By John Mulderig, Catholic News Service

NEW YORK - Silence may indeed be golden. But the comedy "A Thousand Words" (DreamWorks) -- which lumbers forth from an elaborate premise whereby a fast-talking literary agent must learn to hold his peace or kick the bucket -- turns out to be about 90 minutes worth of barely alloyed lead.

Eddie Murphy plays slickster Jack McCall, whose career marketing manuscripts brings him into contact with nice-guy guru and author Dr. Sinja (Cliff Curtis). Jack's habitual insincerity, however, soon puts him on Sinja's (and, so we're meant to infer, the cosmos') bad side and he finds himself cursed.
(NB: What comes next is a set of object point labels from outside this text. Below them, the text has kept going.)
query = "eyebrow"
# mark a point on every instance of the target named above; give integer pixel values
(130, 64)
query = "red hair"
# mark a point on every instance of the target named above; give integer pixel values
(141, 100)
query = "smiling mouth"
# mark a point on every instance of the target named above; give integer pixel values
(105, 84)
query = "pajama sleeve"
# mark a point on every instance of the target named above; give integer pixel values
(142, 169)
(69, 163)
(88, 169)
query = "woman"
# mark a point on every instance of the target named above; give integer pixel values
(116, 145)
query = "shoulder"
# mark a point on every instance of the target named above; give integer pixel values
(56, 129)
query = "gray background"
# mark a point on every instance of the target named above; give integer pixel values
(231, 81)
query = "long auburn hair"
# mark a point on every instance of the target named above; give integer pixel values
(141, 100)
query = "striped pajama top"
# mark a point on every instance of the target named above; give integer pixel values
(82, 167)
According to the terms of the jinx, each word Jack speaks causes a leaf to fall from a tree that has magically sprouted in his backyard. Once the branches are bare, he'll die. By the time Jack figures all of that out -- and the audience, though wearied, is well ahead of him on this -- he has only the titular amount of vocabulary left.
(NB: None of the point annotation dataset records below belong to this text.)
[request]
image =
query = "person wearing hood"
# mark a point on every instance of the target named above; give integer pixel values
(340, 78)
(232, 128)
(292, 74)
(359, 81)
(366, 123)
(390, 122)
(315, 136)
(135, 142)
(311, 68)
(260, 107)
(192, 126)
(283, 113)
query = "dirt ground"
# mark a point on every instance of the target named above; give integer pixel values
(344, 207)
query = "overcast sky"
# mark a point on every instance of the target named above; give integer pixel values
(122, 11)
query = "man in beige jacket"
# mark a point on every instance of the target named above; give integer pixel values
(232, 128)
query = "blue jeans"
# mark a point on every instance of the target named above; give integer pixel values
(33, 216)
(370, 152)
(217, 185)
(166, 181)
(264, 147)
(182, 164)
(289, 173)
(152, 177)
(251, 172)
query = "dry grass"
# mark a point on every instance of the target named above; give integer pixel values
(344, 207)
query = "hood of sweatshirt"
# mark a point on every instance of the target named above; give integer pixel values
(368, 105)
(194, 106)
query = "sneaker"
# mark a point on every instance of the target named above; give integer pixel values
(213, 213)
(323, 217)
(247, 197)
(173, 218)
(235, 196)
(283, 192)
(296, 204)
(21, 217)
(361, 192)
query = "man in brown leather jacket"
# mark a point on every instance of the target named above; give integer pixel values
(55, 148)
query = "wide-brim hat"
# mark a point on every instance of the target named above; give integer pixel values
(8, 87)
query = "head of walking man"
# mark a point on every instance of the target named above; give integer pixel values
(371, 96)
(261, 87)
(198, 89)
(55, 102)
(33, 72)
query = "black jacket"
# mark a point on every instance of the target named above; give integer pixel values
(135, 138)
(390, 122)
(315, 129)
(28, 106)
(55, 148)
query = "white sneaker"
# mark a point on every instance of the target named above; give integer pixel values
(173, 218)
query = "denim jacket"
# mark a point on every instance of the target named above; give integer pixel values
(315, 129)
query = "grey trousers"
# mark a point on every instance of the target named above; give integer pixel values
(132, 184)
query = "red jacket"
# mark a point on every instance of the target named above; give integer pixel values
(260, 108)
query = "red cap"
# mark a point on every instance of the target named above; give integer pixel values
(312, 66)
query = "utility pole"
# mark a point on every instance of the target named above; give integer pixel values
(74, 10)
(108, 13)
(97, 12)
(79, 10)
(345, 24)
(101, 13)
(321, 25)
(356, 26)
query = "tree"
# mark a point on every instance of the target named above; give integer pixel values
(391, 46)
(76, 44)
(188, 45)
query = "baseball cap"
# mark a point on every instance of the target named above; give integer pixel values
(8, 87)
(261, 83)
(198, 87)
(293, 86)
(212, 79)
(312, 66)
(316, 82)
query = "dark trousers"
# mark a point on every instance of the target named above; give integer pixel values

Jack's sudden reticence stymies not only his career (Clark Duke plays his beleaguered office assistant Aaron) but his heretofore happy marriage to wife Caroline (Kerry Washington) as well.
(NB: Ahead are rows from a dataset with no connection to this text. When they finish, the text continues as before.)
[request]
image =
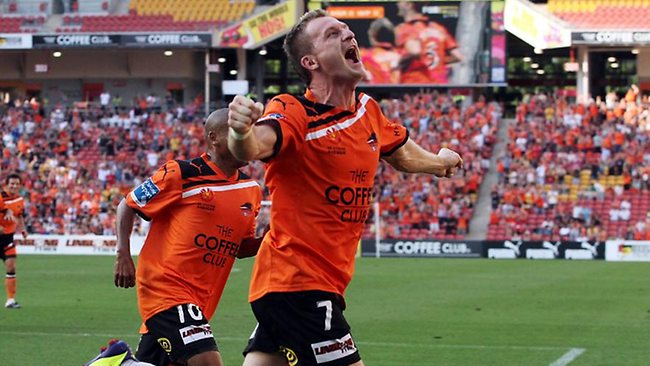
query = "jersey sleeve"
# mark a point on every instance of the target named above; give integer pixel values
(155, 194)
(392, 136)
(284, 114)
There's mugging galore, but little hilarity in director Brian Robbins' barren comedy. And, when screenwriter Steve Koren's script turns serious about two-thirds of the way through, it mixes fruitful messages about marital fidelity and the importance of family life with shady New Age-style spirituality.

Thus, Jack's desperate efforts to become charitable, which see him tossing baguettes of French bread to Skid Row hobos and donating his expensive watch to fund-raising nuns, only to take it back again, gain him nothing. But reaching out to Caroline and to his Alzheimer's-afflicted mom (Ruby Dee) and resolving his long-standing emotional impasse with his deceased father, taken together, do -- so to speak -- the trick.

Along the way, Sinja offers some gobbledygook guidance, and Caroline dons leather to "spice up" -- and save -- her marriage. Though she briefly handcuffs Jack, it's the folks in the audience who may feel shackled by these flimsy proceedings.

The film contains mature content, including scenes of aberrant sensuality within marriage and incidental gay characters, a few uses of profanity, at least one instance of the F-word, considerable crude and crass language and an obscene gesture. The Catholic News Service classification is A-III -- adults. The Motion Picture Association of America rating is PG-13 -- parents strongly cautioned. Some material may be inappropriate for children under 13.